Fresh from stitching up a representative from Extinction Rebellion to the satisfaction of his cheerleaders - not least the perpetually thirsty Paul Staines and his rabble at the Guido Fawkes blog - former Murdoch editor turned BBC presenter and interviewer Andrew Neil has decided, while he’s on a roll, to have a pop at the FT, but not because it does not adopt a rabidly Brexiteer stance in its news coverage, oh no.
So it was that The Great Man perused the front page of FT Weekend, and decided to pass severely adverse comment upon it. Although for some reason he was of insufficient courage to tag the paper or its editor, the verdict was sure, certain, and suitably stern. “A sober newspaper of record would not use the term ‘crashing out’ in its impartial news coverage. Over to you Lionel [Barber]. ‘Leaving without a deal, which many observers believe would carry great risks’ would be more appropriate. And accurate”.

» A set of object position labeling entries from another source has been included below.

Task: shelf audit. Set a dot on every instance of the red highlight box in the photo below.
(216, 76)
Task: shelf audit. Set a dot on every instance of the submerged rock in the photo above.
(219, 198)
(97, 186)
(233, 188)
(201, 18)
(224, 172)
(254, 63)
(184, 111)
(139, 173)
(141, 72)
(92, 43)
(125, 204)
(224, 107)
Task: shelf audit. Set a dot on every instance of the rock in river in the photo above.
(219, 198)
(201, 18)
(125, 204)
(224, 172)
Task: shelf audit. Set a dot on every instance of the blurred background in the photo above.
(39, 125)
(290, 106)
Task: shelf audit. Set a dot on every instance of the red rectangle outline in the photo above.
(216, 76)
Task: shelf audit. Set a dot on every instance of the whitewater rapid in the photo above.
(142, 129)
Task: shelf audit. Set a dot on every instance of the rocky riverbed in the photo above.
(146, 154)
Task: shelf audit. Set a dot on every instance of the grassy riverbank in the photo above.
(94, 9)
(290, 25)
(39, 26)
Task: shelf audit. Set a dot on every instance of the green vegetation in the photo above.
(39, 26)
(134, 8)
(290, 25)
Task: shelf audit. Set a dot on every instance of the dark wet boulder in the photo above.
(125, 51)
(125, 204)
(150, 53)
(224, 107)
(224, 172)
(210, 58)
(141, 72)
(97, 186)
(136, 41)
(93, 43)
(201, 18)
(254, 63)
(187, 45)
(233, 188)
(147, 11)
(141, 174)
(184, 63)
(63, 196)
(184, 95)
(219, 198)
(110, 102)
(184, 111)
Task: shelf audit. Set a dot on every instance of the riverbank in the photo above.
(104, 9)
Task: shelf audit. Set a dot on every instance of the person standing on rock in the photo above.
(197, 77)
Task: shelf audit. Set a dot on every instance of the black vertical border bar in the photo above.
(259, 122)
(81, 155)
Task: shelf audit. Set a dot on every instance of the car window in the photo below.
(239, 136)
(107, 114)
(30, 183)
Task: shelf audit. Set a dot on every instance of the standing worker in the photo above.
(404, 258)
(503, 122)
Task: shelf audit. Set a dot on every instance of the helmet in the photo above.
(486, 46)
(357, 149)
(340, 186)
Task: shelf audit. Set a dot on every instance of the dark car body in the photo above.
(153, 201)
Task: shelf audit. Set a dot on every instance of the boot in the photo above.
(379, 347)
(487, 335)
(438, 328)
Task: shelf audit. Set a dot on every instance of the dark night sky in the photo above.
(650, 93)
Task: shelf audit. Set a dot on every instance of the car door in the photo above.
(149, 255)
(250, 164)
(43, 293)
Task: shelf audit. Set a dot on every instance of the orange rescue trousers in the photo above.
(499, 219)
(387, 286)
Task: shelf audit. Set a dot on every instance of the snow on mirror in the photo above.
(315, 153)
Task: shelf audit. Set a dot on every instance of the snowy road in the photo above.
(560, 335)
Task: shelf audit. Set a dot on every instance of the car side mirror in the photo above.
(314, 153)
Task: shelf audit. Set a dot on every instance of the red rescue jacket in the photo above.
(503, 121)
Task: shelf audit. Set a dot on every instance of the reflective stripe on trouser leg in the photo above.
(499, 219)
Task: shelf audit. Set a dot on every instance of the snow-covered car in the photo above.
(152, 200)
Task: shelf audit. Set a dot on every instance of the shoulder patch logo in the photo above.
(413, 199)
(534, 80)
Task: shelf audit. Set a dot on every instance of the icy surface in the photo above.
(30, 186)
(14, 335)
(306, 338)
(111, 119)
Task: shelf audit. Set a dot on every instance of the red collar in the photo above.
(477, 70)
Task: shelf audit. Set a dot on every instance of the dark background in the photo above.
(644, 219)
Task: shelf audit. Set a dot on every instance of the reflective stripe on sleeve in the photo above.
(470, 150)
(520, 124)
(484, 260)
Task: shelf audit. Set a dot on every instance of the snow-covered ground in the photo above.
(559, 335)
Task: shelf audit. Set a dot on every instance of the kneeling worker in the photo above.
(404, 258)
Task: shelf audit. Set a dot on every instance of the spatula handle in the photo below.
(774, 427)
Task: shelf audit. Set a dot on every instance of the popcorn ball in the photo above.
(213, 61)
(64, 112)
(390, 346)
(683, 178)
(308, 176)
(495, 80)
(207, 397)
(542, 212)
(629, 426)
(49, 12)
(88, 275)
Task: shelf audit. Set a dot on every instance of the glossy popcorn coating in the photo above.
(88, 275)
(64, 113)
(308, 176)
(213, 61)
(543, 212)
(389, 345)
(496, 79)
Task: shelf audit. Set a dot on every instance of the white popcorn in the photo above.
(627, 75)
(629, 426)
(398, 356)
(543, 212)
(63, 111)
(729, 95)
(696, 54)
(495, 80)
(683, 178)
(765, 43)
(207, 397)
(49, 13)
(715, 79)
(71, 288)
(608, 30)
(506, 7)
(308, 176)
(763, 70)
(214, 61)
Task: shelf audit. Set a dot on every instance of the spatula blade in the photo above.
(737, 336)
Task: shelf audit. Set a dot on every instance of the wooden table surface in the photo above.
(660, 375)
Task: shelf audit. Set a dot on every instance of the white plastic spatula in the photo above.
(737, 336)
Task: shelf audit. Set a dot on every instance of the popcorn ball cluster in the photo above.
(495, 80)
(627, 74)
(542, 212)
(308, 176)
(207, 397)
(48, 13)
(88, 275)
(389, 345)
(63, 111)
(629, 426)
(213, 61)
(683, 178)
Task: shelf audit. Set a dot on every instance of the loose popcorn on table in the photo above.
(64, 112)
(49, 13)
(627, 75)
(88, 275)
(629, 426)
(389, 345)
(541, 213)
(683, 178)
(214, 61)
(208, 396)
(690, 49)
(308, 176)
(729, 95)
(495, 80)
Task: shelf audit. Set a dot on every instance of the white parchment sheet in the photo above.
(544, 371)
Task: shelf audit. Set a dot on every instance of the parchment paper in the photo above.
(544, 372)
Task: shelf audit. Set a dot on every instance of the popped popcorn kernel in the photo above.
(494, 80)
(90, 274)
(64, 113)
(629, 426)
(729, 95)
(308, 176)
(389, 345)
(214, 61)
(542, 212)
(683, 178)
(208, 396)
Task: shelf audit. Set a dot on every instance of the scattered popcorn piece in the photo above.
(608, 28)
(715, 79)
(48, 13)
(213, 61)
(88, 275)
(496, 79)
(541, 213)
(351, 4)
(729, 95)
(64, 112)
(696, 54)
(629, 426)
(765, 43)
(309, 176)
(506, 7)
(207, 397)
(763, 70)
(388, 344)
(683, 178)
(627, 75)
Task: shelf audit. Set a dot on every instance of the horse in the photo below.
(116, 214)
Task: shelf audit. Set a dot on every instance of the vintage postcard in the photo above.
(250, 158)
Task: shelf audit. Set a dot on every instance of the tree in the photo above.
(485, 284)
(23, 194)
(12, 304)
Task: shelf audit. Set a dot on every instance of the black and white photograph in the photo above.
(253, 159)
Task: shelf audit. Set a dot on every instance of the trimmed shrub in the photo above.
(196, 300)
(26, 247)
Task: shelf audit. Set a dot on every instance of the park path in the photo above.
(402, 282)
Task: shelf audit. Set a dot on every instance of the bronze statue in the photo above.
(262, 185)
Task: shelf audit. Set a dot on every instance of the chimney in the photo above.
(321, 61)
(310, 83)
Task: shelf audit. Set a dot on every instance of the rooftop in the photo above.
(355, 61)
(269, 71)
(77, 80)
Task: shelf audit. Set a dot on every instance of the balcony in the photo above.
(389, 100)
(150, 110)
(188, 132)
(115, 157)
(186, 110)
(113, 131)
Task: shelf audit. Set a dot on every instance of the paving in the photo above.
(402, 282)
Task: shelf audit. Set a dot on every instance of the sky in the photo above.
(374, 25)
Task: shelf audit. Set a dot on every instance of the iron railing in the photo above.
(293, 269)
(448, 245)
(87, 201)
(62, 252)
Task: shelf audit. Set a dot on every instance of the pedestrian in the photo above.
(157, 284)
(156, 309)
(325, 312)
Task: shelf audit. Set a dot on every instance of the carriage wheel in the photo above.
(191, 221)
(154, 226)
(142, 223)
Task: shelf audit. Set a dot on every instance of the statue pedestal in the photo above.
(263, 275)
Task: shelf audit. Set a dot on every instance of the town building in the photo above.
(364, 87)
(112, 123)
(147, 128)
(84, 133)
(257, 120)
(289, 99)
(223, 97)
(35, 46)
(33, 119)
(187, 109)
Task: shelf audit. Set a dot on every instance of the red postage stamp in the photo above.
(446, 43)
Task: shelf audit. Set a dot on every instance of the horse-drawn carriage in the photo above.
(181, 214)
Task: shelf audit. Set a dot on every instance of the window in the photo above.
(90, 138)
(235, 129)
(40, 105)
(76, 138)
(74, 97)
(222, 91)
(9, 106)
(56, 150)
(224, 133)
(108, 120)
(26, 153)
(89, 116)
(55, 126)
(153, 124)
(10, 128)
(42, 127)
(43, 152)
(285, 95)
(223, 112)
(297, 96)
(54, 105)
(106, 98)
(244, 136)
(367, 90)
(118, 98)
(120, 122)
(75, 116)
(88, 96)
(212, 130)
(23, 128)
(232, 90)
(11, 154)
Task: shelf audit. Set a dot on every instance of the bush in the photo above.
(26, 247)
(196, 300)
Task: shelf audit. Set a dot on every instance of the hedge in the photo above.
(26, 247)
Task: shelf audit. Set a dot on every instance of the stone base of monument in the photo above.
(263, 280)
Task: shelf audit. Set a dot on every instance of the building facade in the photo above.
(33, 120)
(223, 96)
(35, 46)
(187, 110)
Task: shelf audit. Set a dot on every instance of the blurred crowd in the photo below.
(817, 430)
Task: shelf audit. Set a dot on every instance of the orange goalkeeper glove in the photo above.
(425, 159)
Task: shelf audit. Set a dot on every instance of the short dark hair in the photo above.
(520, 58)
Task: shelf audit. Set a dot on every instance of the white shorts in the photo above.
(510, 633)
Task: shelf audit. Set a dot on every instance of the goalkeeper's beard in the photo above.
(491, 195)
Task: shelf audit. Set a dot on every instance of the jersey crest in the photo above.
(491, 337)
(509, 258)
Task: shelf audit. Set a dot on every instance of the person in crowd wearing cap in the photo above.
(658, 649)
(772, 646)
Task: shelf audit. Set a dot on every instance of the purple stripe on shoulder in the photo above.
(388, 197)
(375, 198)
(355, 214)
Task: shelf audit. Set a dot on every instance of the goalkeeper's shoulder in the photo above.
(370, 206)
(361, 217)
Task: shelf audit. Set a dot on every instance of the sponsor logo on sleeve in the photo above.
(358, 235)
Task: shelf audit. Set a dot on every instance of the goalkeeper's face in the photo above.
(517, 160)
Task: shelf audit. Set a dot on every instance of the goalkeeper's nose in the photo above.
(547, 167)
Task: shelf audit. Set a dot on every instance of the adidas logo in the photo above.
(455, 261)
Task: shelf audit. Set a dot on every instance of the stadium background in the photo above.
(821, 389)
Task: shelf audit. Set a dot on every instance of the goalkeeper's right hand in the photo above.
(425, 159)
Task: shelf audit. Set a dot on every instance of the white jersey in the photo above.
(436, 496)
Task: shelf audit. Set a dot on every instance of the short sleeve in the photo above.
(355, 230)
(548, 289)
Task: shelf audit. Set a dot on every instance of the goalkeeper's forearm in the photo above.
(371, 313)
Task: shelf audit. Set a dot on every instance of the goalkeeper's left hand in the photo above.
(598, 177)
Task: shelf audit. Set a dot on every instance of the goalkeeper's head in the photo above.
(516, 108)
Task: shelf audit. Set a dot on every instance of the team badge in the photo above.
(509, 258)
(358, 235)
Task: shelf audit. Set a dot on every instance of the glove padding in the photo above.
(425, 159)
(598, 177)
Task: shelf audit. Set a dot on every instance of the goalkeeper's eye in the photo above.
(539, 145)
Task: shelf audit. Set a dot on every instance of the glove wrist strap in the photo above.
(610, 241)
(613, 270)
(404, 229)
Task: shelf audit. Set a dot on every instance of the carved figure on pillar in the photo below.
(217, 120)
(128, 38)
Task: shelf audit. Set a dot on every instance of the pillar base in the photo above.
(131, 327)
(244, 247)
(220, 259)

Sniffy, much? As Sir Sean almost said, I think we got the point. So I’m sure Neil would be equally severe on the article that says of the SNP “they wanted to make sure the UK did not crash out in a no-deal Brexit”. He would disapprove heartily of the piece which contains sub-headings such as “No deal would not crash the economy” and “Would we really be forced to ‘crash out’ on 29 March?”. That would never do.
He would not be impressed by the author who wrote “If we do crash out, most mainstream Remainers face similar judgments”. Or the author whose prose included the text “a crash out, the Tories may have to fight with Britain still in the EU”. He wouldn’t like articles which included “21st-22nd of October, which is the week before we would crash out”. Or saying “Weyand told the Guardian there was a 'very high risk of a crash-out’”.
I mean, what kind of not at all sober publication of record would use such language, eh? Language like, oh I dunno, “It remains, of course, to be seen whether we crash out of the EU with or without a deal on 29 March”. Columnists who resorted to turns of phrase that included “So the much-scorned ‘crashing out with no deal’ option is most in line with what people probably thought they were getting”.
The Great Man would blanch at talk of MPs “having to explain why that doesn’t mean that they’re suddenly in favour of Britain ‘crashing out’ of the European Union”. But he might find some of those sentiments strangely familiar. Because all those articles have been published in a magazine over which he has ultimate control, or on its website.
Yes, they are all examples of what is considered fit for publication at the increasingly alt-right Spectator magazine. That’s the Spectator magazine whose chairman is Andrew Neil. So if he’s that keen on expunging those hated motifs “crash out” and “crashing out”, he could do a lot worse that mosey over to the Speccy’s offices and have a word in the shell-like of editor Fraser Nelson. Who wrote one of those articles quotes above.
And when he’s set his own house in order, then perhaps he will have regained sufficient credibility to be able to sit in judgment on the FT. Because at the moment, he can’t.
It was no doubt a Brillo idea to kick the FT. The pity is that it wasn’t all that Brill.